それとともに、ぼんやりと意識が浮上する感覚があった。
なんだか長いこと眠っていた気がする。
そうして、ああ、全身がなぜだかずぶぬれになっている感じがする。
まぶたが重くて、目を開ける気力もわかない。
まだ眠っていたい。
そう思う私の唇に、温かいなにかが触れた。
なんだろう。
仕方なく目を開けると、誰かの顔のドアップがあった。
次の瞬間、キスされているのだと気が付いた。
なに!? 誰!?
私は混乱した。
顔を離した彼は、優しく微笑して私を見ている。
やわらかな金髪にアクアブルーの瞳が美しい。
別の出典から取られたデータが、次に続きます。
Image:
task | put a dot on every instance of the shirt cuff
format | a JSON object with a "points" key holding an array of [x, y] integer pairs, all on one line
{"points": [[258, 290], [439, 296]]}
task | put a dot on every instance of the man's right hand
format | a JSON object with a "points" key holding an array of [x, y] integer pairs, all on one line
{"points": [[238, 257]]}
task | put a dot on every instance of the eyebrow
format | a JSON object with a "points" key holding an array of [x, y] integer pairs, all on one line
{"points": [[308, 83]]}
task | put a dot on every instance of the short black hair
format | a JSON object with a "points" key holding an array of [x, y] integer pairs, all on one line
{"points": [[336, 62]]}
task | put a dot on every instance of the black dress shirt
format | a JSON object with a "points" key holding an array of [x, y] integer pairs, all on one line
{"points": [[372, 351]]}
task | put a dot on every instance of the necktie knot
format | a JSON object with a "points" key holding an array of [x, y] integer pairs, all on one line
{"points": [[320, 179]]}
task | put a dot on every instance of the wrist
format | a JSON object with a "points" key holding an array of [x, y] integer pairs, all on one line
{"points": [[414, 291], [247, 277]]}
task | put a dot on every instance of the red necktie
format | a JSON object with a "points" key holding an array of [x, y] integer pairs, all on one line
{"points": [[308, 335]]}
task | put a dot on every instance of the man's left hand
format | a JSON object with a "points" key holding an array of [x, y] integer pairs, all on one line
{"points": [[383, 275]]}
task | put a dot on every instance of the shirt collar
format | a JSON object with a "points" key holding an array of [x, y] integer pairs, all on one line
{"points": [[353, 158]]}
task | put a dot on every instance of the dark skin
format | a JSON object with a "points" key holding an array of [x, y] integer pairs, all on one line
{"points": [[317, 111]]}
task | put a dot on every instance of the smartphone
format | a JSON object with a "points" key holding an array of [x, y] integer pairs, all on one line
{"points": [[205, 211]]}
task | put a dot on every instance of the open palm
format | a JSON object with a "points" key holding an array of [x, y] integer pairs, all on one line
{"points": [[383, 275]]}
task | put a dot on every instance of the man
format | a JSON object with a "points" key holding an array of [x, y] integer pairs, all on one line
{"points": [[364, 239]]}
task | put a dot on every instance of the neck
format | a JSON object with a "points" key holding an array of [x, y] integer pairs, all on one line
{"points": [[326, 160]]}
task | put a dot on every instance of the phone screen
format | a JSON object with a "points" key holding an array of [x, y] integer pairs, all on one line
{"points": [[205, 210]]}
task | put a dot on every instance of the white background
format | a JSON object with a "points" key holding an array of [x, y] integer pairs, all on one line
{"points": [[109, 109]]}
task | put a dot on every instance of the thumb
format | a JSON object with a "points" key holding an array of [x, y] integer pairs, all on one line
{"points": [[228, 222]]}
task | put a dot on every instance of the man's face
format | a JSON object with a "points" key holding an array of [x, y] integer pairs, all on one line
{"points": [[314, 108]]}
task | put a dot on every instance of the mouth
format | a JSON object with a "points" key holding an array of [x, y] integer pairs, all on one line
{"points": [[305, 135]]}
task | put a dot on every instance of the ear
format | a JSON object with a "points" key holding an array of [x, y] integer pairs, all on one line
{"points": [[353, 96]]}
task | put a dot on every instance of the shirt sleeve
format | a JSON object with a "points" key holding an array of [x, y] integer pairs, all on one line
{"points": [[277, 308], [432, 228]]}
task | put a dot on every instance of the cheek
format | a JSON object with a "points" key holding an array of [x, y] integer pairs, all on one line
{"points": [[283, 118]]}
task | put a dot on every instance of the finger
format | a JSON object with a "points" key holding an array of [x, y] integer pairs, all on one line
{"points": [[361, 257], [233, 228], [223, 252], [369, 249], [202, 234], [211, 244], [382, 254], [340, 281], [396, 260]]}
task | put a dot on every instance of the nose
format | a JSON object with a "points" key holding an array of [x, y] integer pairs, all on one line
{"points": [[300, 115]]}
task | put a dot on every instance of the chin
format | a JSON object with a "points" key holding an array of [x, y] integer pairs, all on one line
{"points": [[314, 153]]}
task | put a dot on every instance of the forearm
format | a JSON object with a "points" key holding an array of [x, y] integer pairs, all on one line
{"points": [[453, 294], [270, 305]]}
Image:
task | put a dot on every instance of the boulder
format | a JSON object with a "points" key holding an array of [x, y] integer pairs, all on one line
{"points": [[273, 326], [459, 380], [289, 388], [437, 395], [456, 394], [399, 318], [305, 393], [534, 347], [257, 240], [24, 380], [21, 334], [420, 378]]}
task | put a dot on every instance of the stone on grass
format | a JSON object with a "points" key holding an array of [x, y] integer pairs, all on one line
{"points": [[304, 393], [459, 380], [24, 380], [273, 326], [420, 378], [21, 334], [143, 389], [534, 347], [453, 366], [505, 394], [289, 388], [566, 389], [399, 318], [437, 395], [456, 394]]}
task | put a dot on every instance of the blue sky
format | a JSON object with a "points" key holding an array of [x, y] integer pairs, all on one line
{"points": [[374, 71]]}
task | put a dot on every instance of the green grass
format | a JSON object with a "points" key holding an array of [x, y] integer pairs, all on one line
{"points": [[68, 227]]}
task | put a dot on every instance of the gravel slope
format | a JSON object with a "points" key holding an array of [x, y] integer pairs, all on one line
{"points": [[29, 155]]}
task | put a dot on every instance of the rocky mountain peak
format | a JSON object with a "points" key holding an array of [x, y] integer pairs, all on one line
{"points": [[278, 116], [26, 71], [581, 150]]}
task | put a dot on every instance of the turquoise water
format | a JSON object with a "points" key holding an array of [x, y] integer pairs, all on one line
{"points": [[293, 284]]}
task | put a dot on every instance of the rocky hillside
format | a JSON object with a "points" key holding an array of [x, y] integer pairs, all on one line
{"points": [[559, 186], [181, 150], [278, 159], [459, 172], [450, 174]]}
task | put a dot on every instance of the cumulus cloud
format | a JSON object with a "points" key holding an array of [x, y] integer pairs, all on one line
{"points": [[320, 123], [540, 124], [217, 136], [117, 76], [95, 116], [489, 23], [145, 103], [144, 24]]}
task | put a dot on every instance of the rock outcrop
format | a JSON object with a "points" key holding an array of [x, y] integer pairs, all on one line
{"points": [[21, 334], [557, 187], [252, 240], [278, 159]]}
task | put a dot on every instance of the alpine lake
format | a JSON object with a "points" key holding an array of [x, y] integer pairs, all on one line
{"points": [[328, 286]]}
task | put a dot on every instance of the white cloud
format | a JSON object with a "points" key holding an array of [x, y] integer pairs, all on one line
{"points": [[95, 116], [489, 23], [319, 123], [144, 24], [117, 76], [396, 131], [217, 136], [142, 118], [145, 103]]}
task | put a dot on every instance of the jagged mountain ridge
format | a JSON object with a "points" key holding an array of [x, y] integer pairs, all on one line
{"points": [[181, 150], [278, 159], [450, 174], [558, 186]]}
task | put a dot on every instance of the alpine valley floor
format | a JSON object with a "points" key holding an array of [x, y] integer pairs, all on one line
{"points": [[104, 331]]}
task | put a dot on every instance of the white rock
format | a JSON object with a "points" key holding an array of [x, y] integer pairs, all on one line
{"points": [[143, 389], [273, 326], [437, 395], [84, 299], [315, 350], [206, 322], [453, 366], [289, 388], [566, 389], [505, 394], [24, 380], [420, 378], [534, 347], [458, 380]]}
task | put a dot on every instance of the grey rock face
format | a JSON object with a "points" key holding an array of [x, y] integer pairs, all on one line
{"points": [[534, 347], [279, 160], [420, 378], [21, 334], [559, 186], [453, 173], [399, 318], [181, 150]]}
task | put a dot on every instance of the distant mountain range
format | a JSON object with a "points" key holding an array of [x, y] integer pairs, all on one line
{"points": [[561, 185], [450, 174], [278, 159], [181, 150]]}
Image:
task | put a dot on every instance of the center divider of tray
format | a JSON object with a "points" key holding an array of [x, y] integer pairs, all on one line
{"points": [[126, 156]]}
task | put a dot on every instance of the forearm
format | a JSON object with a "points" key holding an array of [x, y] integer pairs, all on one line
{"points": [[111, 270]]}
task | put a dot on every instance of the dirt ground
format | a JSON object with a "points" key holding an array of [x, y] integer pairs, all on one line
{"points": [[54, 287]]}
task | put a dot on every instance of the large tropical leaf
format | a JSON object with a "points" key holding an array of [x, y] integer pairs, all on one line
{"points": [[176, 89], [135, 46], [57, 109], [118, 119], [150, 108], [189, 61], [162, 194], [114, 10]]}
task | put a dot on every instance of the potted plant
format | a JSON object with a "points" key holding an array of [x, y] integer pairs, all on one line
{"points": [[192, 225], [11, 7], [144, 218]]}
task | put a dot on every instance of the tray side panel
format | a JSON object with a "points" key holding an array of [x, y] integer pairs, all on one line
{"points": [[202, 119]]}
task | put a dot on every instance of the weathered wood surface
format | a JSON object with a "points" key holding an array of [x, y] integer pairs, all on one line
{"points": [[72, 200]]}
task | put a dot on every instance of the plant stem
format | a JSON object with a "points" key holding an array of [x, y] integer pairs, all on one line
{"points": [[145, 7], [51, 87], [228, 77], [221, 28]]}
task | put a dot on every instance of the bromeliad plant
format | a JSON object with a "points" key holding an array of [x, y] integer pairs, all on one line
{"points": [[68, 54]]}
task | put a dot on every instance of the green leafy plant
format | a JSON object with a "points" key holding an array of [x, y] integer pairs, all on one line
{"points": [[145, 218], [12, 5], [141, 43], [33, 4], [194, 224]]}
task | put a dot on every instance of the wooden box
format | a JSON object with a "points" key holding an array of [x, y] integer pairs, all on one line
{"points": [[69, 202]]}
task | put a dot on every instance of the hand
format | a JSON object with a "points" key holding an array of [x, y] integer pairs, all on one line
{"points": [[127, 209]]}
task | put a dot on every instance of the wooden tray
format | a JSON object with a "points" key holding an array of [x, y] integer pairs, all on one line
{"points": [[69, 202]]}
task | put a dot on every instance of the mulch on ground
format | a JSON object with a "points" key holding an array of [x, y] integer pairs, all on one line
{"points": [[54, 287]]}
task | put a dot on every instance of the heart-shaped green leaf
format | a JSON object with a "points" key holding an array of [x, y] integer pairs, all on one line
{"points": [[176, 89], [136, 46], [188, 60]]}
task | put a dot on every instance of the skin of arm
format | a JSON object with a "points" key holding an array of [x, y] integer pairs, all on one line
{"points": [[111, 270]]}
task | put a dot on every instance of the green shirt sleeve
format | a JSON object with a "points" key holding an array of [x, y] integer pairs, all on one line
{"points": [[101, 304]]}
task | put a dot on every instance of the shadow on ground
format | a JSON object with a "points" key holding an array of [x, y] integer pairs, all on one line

衣装の装飾からして、かなり身分の高い人だとわかった。
「やっぱりお姫様はキスで目覚めるんだね」
低い声が私の耳に届く。
私は棺のようなものの中にいた。ガラス製のようで、周囲には薔薇の花びらがしきつめられている。
殿下はそう言うと、私に両手を向けて呪文を唱える。
冷たい風が吹いた、と思った直後、私の意識は消えた。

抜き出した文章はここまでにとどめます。